Die Erfolgsmeldungen von der Leichtathletik-WM im indischen Bangalore reißen nicht ab. Auch am vierten Wettkampftag vermeldet das deutsche Team sensationelle Ergebnisse: Mathias Mester wirft als erster kleinwüchsiger Athlet den Speer über die 40-Meter-Marke und holt sich den Titel mit einer Weite von 40,69 Metern.

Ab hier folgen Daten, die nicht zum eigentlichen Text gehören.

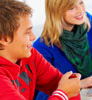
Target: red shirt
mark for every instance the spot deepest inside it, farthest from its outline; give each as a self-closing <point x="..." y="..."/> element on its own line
<point x="18" y="81"/>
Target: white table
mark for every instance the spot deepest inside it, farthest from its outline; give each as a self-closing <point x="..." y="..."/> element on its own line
<point x="84" y="96"/>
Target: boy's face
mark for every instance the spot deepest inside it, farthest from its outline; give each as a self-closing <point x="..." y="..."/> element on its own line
<point x="21" y="45"/>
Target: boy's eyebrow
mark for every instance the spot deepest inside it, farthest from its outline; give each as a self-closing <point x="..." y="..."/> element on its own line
<point x="29" y="28"/>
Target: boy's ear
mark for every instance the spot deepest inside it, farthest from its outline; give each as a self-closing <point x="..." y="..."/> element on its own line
<point x="5" y="42"/>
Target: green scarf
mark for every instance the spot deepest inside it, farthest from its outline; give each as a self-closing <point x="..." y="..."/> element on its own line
<point x="76" y="48"/>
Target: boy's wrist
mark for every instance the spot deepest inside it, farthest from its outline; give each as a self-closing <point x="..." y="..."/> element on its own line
<point x="61" y="94"/>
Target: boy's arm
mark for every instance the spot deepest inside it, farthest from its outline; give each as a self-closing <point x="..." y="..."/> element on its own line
<point x="58" y="95"/>
<point x="7" y="90"/>
<point x="49" y="78"/>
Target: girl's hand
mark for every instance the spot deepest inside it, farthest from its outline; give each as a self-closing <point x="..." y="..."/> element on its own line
<point x="86" y="83"/>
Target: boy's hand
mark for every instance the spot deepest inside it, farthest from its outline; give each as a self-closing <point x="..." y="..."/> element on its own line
<point x="70" y="85"/>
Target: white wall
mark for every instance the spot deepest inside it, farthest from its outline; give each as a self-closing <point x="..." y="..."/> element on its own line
<point x="39" y="13"/>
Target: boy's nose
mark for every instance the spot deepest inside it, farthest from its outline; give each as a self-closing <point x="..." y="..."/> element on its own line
<point x="32" y="37"/>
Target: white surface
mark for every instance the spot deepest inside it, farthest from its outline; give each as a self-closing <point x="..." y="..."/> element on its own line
<point x="84" y="95"/>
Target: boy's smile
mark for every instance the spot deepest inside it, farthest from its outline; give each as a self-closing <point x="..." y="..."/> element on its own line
<point x="22" y="43"/>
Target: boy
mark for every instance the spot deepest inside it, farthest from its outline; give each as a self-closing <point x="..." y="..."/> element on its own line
<point x="21" y="71"/>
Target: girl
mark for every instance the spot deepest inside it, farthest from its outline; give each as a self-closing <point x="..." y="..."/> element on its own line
<point x="65" y="42"/>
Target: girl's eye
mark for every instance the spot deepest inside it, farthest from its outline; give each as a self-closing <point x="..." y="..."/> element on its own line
<point x="27" y="32"/>
<point x="72" y="8"/>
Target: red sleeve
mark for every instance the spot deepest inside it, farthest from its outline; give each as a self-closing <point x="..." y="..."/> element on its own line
<point x="47" y="75"/>
<point x="58" y="95"/>
<point x="7" y="89"/>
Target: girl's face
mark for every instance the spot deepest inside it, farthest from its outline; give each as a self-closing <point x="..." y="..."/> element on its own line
<point x="75" y="15"/>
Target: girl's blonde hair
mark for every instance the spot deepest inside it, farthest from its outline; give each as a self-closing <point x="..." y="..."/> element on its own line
<point x="53" y="28"/>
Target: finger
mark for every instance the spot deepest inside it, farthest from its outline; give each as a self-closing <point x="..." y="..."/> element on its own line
<point x="78" y="75"/>
<point x="68" y="74"/>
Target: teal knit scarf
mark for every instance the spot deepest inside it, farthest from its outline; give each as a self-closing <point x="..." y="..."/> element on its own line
<point x="76" y="48"/>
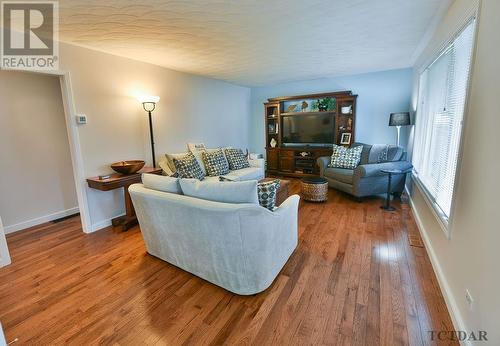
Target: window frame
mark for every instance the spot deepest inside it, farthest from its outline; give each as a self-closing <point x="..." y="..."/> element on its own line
<point x="446" y="223"/>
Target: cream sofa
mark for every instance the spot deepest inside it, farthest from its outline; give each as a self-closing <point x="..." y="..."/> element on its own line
<point x="240" y="247"/>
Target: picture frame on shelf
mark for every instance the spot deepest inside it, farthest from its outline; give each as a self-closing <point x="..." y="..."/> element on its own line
<point x="271" y="128"/>
<point x="345" y="138"/>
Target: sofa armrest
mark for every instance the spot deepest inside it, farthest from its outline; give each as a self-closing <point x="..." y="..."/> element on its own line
<point x="375" y="169"/>
<point x="256" y="163"/>
<point x="323" y="163"/>
<point x="290" y="205"/>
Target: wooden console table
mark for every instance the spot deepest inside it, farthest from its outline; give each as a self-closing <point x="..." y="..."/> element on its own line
<point x="117" y="181"/>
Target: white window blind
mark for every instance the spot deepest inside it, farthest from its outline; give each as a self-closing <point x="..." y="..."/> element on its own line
<point x="442" y="94"/>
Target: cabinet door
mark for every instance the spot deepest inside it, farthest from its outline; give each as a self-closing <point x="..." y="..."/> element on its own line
<point x="287" y="164"/>
<point x="272" y="160"/>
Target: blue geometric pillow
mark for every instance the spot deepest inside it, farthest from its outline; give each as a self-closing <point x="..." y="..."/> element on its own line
<point x="343" y="157"/>
<point x="188" y="167"/>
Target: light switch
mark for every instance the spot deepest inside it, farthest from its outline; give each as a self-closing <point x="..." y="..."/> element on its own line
<point x="81" y="119"/>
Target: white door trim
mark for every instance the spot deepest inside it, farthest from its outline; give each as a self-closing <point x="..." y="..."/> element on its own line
<point x="4" y="250"/>
<point x="74" y="145"/>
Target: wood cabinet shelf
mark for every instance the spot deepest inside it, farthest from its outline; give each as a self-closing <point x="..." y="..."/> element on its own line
<point x="288" y="161"/>
<point x="307" y="113"/>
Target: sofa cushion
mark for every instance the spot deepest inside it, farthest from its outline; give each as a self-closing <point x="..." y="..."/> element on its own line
<point x="343" y="157"/>
<point x="267" y="193"/>
<point x="365" y="153"/>
<point x="343" y="175"/>
<point x="236" y="158"/>
<point x="226" y="192"/>
<point x="249" y="173"/>
<point x="161" y="183"/>
<point x="215" y="163"/>
<point x="188" y="167"/>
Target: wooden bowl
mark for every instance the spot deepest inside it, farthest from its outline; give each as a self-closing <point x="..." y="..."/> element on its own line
<point x="128" y="167"/>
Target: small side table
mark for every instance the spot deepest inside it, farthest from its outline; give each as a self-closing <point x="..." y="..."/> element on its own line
<point x="314" y="189"/>
<point x="390" y="172"/>
<point x="117" y="181"/>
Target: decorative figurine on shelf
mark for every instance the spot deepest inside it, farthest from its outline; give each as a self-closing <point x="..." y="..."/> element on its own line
<point x="346" y="109"/>
<point x="326" y="104"/>
<point x="304" y="106"/>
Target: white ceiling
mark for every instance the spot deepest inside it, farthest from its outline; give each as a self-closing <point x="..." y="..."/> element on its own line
<point x="254" y="42"/>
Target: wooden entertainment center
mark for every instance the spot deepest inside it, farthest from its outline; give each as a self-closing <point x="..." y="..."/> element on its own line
<point x="299" y="159"/>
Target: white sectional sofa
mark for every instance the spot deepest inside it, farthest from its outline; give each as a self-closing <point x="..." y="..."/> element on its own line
<point x="239" y="246"/>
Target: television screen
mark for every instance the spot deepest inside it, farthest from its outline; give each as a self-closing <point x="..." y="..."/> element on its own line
<point x="308" y="129"/>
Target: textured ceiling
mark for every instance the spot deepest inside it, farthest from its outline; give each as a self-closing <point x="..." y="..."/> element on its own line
<point x="253" y="42"/>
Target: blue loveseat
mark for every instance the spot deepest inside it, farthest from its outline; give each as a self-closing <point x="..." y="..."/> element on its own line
<point x="367" y="179"/>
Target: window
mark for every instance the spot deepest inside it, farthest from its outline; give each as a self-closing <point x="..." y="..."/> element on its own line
<point x="442" y="93"/>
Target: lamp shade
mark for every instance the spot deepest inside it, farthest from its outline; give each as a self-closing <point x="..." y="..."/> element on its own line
<point x="148" y="99"/>
<point x="399" y="119"/>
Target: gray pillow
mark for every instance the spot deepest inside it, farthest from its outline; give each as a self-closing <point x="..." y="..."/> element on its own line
<point x="226" y="192"/>
<point x="267" y="193"/>
<point x="188" y="167"/>
<point x="215" y="163"/>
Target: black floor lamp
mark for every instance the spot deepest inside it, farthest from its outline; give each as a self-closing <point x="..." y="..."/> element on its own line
<point x="149" y="105"/>
<point x="398" y="120"/>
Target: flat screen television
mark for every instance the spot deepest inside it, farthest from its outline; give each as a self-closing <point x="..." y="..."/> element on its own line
<point x="308" y="129"/>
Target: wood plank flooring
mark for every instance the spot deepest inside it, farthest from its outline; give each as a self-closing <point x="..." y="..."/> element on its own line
<point x="354" y="279"/>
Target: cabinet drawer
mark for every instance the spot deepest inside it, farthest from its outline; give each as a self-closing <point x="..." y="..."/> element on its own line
<point x="287" y="164"/>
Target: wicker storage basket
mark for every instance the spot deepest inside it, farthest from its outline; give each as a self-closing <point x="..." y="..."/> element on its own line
<point x="315" y="190"/>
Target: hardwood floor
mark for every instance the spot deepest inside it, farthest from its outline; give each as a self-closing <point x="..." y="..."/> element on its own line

In der 4x-400-Meter-Staffel kommen die deutschen amputierten Sprinter nach Disqualifikation der Thailänder mit einer Zeit von 47,96 Sekunden auf Platz eins und zum Weltmeister-Titel.

Über 100 Meter lief David Behre in neuer persönlicher Bestzeit von 24,56 Sekunden hinter dem Brasilianer Olivera zu Silber.

In der Startklasse der Oberschenkelamputierten  holte sich Heinrich Popow im deutsch-deutschen Duell den WM-Titel über 200 Meter. Bis zur Kurve hatte sich Wojtek Czyz einen Vorsprung erarbeitet, berichtet TSV Bayer 04 auf der Vereinsseite. In der Kurve kam der Leichtathlet vom 1. FC Kaiserlautern dann aber aus dem Tritt und verlor seine Prothese.

An der Spitze des Feldes nutzte Heinrich Popow seine Chance und sicherte sich in 26,62 Sekunden überraschend den Titel und Gold vor dem Japaner Yamamoto.

Heinrich Popow (Mitte) und Thomas Kipping (links)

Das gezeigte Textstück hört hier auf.